Me levanté. Mi paquete ya quemaba dentro de mi pantalón y apretaba. Ella siguió tumbada, recuperándose, con las piernas colgadas sobre el borde de la cama, con sus tacones, sus medias, el sujetador, la venda de los ojos y las manos atadas con un pañuelo. Necesitaba liberarme. Me quité los pantalones y la camisa. Mi verga iba a reventar el bóxer. La cogí de sus manos, las desaté y la incorporé sobre la cama. Me quedé de pie frente a ella. Se queda expectante. Mi verga estaba a la altura de su cara, aunque con la venda, no lo sabe. Cogí mi miembro y acaricié sus labios con él. Levantó las manos y suavemente me palpó hasta que tomó mi polla entre ellas.

 - Ya sé lo que haces con el consolador, a ver qué sabes hacer conmigo.

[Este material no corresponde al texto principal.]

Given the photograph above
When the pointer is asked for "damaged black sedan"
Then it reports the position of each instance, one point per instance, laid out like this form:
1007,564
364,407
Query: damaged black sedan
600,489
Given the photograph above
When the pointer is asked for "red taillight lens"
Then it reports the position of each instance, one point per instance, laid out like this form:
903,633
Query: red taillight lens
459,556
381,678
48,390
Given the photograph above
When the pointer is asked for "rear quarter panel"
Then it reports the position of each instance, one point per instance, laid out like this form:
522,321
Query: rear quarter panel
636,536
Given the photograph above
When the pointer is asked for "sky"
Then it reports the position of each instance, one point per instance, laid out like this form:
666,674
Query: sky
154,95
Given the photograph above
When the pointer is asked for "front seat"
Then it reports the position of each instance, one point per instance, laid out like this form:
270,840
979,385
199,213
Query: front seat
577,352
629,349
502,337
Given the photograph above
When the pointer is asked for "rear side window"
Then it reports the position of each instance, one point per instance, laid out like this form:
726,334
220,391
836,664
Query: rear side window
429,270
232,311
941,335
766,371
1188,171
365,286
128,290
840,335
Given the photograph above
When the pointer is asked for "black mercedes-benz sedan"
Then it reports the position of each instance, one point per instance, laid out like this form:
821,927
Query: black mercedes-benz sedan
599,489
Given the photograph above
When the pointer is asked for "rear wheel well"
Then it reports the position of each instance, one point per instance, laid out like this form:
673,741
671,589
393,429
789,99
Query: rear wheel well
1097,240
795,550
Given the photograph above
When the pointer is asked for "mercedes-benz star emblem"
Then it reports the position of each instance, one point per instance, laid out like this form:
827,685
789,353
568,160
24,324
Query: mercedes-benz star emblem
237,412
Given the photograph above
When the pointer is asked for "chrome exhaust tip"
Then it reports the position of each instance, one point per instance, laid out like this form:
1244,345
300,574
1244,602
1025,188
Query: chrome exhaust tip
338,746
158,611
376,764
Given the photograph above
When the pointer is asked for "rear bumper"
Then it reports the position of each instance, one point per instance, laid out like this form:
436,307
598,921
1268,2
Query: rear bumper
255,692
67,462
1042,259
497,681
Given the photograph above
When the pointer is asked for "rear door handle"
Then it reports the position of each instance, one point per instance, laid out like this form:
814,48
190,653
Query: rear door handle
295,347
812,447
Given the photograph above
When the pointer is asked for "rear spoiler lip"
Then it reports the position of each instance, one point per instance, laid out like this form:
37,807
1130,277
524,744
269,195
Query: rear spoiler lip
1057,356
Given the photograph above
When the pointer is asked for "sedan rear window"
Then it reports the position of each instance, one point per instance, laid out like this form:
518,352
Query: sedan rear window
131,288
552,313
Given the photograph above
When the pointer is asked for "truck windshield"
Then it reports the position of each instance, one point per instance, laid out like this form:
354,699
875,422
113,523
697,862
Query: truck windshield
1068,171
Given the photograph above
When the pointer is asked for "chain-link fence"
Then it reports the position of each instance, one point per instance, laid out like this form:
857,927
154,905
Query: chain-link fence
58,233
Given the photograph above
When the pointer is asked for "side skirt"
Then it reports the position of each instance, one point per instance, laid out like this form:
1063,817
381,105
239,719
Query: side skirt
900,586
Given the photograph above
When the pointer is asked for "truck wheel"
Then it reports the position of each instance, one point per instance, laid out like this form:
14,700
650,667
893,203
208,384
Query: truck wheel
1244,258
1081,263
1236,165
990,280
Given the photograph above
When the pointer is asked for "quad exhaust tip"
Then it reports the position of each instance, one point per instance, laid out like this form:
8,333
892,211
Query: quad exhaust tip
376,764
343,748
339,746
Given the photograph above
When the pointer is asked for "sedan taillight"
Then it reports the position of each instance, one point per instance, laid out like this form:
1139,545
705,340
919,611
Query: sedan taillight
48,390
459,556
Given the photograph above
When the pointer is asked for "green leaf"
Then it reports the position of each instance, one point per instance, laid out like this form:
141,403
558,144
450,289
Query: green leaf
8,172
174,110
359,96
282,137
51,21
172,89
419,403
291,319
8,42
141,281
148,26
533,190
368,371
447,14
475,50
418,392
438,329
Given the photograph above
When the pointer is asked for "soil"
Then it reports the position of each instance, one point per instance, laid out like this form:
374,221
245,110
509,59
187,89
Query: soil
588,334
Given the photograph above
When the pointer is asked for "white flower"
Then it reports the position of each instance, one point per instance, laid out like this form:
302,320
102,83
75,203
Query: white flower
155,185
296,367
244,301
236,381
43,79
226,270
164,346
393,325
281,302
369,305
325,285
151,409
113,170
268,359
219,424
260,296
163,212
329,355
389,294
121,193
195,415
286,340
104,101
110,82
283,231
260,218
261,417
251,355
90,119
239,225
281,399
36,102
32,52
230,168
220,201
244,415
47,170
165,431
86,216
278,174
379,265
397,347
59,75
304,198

Posó sus boca en mi glande. Humedeció sus labios y lo fue recorriendo con pequeños besos. Bajó por el tronco y volvió a subir. Tomó mis testículos con una mano y empezó a masajearlos. Con la otra dirigió el tronco a su boca. Sacó su lengua y la fue pasando de arriba a abajo por la raja de mi glande. Recorrió el tronco de mi verga con la lengua. Yo estaba a cien. Volvió a subir al capullo y se lo metió despacito en su boca, rozándolo con sus labios y jugando por dentro con su lengua. Empiezó a chupar lentamente pero con fruición. Empiezó a meterla y sacarla lentamente en su boca a la vez que con la mano recorría el tronco de arriba a abajo. Cogí su cabeza. El ritmo iba subiendo. Como siguiera así iba a acabar enseguida. La retiré.

La eché otra vez sobre la cama. Cogí mi miembro y froté su raja con mi glande. Seguía húmeda. Estiró sus manos sobre su cabeza. Le metí la polla despacio. Sentía su calor y volvía a sentir su humedad. Fui empujando poco a poco. Ella empezó a jadear y a mover la cabeza, aun con su venda en los ojos. Aumenté el ritmo y mis embestidas eran cada vez un poco más fuertes. Ella empiezó a gritar. Yo estaba a punto de correrme. Ella agarró con fuerza las sábanas a los lados. Seguí empujando, más fuerte.

- Sigue... dame fuerte... Dios... - empezó a gritar.

Ella volvió a llegar al orgasmo y yo iba a explotar en breve. La saqué a punto para descargar sobre su vientre un chorro de semen. Entre espasmos salieron dos más. Se acarició con las manos y recogió un poco. Se chupó los dedos. Me tumbé s su lado en la cama.